Sono 5.400 gli alunni che tornano oggi, 15 settembre, sui banchi di scuola a Fabriano. Il primo anno scolastico dopo il terremoto dello scorso ottobre che ha creato non pochi problemi in città. Le novità più importanti riguardano la scuola primaria di Marischio che riapre dopo mesi di chiusura e, forse, l’arrivo in città, dal 2 ottobre, di circa 310 alunni dai 6 ai 12 anni da Cerreto d’Esi. Da lunedì, dopo uno o due giorni si ambientamento per chi andrà a scuola anche sabato, si riparte alla grande, anche con la mensa e il tempo pieno. Nei tre istituti comprensivi della città mancano alcuni insegnanti che dovranno essere nominati dal Provveditorato. L’Istituto più numeroso è l’Aldo Moro con 1.140 alunni, segue l’istituto Fernanda Imondi Romagnoli con 1.007 studenti tra infanzia, primaria e secondaria e l’Istituto Marco Polo con 900 iscritti. Tra le superiori la scuola più frequentata è l’l’Istituto Tecnico Industriale Merloni e il Professionale Miliani con 605 alunni. A questi si aggiungono circa 50 studenti che frequentando, divisi in tre classi, il corso serale. Al Liceo Scientifico Volterra ci sono 508 studenti: di questi 461 sono nella sede di Fabriano, 47 nella sezione distaccata di Sassoferrato. 463 alunni torneranno sui banchi al Liceo Classico Stelluti. 295 sono gli studenti dell’Istituto Tecnico Agrario Vivarelli, 240 all’Istituto d’Istruzione superiore Morea e 160 al Liceo Artistico Mannucci. Info sito istituzionale Comune di Fabriano http://www.comune.fabriano.gov.it/index.php/in-primo-piano/7695-0-0-0-0-0-0-0-0-0-0-0-0-0-0-0-0inizio-anno-scolastico .

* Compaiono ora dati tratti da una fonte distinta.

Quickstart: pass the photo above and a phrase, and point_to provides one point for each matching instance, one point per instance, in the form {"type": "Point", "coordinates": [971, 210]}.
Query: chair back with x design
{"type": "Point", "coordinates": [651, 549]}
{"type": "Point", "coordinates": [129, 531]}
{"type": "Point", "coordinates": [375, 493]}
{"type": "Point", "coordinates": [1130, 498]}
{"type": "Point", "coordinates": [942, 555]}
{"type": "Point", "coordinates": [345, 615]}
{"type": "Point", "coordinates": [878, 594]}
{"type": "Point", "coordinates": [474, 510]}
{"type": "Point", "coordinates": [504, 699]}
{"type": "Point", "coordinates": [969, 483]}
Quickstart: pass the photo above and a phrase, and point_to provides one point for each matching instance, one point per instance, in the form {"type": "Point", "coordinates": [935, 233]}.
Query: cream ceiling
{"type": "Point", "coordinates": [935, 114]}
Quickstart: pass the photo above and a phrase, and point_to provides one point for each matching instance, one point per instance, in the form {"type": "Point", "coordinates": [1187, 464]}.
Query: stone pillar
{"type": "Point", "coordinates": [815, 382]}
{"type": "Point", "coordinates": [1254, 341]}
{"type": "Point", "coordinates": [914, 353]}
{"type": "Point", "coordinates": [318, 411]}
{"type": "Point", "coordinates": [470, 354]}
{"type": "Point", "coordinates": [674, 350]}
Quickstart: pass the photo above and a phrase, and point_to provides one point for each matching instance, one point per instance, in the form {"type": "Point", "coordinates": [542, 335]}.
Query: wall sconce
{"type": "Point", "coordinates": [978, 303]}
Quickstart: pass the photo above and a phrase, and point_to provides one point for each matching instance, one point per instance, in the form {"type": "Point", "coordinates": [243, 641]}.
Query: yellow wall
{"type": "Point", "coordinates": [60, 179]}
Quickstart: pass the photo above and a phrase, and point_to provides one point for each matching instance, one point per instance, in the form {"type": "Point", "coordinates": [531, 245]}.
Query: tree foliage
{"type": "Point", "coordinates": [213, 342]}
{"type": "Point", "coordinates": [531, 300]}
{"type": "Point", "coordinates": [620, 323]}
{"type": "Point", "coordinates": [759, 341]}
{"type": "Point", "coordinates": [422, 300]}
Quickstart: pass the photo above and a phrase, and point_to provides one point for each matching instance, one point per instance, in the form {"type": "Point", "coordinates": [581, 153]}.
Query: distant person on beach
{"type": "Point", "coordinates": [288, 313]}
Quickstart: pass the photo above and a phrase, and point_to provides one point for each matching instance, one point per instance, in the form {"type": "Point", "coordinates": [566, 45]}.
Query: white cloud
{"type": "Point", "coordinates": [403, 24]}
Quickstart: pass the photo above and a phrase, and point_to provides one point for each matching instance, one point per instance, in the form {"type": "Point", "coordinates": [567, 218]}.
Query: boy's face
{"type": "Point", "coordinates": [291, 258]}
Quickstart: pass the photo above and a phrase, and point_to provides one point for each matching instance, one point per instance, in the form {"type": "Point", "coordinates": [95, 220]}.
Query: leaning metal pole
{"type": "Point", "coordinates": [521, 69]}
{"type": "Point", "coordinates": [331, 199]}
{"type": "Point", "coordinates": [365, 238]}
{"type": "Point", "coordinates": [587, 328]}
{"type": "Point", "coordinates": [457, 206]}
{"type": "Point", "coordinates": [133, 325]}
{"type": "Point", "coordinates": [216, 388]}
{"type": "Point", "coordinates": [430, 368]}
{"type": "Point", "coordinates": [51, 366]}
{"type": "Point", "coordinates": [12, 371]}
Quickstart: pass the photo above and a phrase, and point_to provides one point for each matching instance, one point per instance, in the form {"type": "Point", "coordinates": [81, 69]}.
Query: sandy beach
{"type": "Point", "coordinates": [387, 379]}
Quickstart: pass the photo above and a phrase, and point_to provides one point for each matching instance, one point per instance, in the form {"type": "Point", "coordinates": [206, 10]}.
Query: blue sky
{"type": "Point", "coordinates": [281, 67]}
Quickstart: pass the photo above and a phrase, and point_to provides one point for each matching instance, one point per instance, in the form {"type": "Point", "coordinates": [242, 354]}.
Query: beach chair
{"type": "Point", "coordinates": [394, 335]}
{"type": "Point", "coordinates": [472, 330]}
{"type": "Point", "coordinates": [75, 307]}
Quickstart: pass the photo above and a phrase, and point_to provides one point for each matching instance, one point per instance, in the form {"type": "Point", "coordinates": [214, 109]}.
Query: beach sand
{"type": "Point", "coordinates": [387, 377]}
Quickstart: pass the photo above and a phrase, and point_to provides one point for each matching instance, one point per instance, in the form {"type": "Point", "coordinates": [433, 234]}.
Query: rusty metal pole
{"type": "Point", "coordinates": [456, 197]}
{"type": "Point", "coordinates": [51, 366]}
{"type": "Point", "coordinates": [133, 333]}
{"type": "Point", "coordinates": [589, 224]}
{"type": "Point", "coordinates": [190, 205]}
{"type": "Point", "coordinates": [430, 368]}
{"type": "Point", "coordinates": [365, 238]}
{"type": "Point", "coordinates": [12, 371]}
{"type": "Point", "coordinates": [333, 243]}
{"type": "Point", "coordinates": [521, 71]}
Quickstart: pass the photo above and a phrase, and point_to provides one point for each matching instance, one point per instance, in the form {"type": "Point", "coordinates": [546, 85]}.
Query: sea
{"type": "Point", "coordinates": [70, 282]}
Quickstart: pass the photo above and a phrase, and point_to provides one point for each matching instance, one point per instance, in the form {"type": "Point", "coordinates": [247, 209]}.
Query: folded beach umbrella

Riapre Marischio, vacanze a Cerreto 

La scuola primaria di Marischio (foto) riapre a un anno dalle forti scosse di terremoto. Una delle frazioni più popolose del Comune di Fabriano sorride per il ritorno degli alunni sui banchi nello stabile situato nel centro del paese. Quattro classi su cinque cominceranno il nuovo anno scolastico li, dalla prima alla quarta, mentre la classe più numerosa, la quinta, con 21 bambini, resterà alla primaria Mazzini, in via Fabbri per rispettare il limite di legge di 1,8 mq per ciascun alunno. Termina così la lunga odissea. Dopo le forti scosse, infatti, nonostante l’agibilità della struttura, si è deciso di spostare gli alunni di 3 chilometri, presso la Mazzini o la Marco Polo, nel quartiere Borgo di Fabriano. Tanta, infatti, la paura di tornare in un edificio si, agibile, ma antico e con l’ingresso principale sulla strada che conduce nel piccolo quartiere che porta alla pineta. Nel corso di un recente incontro che si è svolto alla presenza dell’Amministrazione comunale è emersa la volontà di effettuare piccoli interventi sulle porte cambiando il senso di apertura, mentre non verrà realizzata una nuova scala esterna. L’auspicio è che, quanto prima, parta l’iter per la costruzione di un nuovo plesso, atteso da 20 anni. Da tempo anche i residenti hanno sollecitato la costruzione di una nuova scuola. Gli alunni della primaria Lippera e della secondaria Melchiorri di Cerreto d’Esi, invece, avranno altre due settimane di vacanza. Si trasferiranno, infatti, solo dal 2 ottobre, presso lo stabile che ha ospitato, anni fa, il Centro per l’Impiego, in via Nenni. La macchina organizzativa per far partire il nuovo anno scolastico con due settimane di ritardo, a 8 chilometri da Cerreto, si è messa in moto mentre in Consiglio si cerca di trovare una soluzione per mettere a posto i due stabili inagibili o avviare la progettazione di una nuova costruzione. L’obiettivo è quello di stare a Fabriano non più di un anno scolastico. Sono circa 20, al momento, gli alunni che non raggiungeranno Fabriano: per loro, le famiglie, hanno scelto diversamente. 5 frequenteranno la classe prima presso la scuola di Albacina, 15 andranno a Matelica.